William Schlecte, attorney for Golden Lotus, said he will “vigorously appeal” Judge Murphy’s decision and continue to support the ranch’s two-phase approach.
Schlecte said the appeal could first go back to Judge Murphy, then eventually the Michigan Supreme Court, potentially taking years to resolve. He also said Golden Lotus is a nonprofit organization that does not have enough money to do an all-out removal right away. He characterized his client as being devoted to a lifestyle that is harmonious with nature.
Harmonious with nature? That may be how Golden Lotus/Song of the Morning promotes itself to the well-heeled clientelle they hope to attract to their retreat, but their actions tell a different story. Paddle the pristine, nature-filled Pigeon River? Not after your client gets finished with it Mr. Schlecte, while most of the emphasis has been on the trout and other fish killed by your client, the truth is almost the entire aquatic ecosystem was wiped out for miles downstream of the dam your client controls. Not only were the fish killed, but also the insects, amphibians, and other lifeforms the fish eat, right down to the plankton that supports the entire ecosystem. Instead of the clear cool water that used to be the Pigeon, there is now the remnants of the silt lining the river bottom making it almost unrecognizable.
So your client is threatening to drag this out for years? Is that to give them more time to finish off the destruction they seem bent on inflicting on the river, Mr. Schlecte? Your client’s own document paints the dam and the associated pond as an ecological time bomb just waiting to explode for a fourth time.
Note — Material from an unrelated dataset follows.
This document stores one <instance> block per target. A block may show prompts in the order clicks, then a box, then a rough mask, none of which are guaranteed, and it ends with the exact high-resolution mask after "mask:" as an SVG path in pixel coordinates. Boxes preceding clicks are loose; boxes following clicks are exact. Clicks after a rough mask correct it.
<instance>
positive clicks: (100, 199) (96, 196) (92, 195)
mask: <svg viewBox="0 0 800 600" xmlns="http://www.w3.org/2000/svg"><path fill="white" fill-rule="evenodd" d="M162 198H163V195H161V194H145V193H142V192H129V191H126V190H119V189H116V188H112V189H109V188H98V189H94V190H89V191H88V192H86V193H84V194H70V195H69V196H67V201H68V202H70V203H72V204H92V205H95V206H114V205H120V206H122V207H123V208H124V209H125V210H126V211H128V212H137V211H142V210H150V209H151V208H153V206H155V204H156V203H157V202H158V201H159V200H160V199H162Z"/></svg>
Golden Lotus/Song of the Morning have proven they have no respect for the river or the environment. They have ignored DNR recommendations and orders in the past. They have ignored the warning systems they were ordered to install to prevent these events from happening. They have proven that they are incapable of operating the dam in a safe manner. They have compounded their mistakes in pathetic attempts to cover their tracks by closing the floodgates completely, hoping that they can refill the pond before any one notices the destruction they have wrought. It is time for the dam to go, NOW!
Court orders are all well and good, but we really can’t declare a victory for the Pigeon River until the dam is gone once and for all!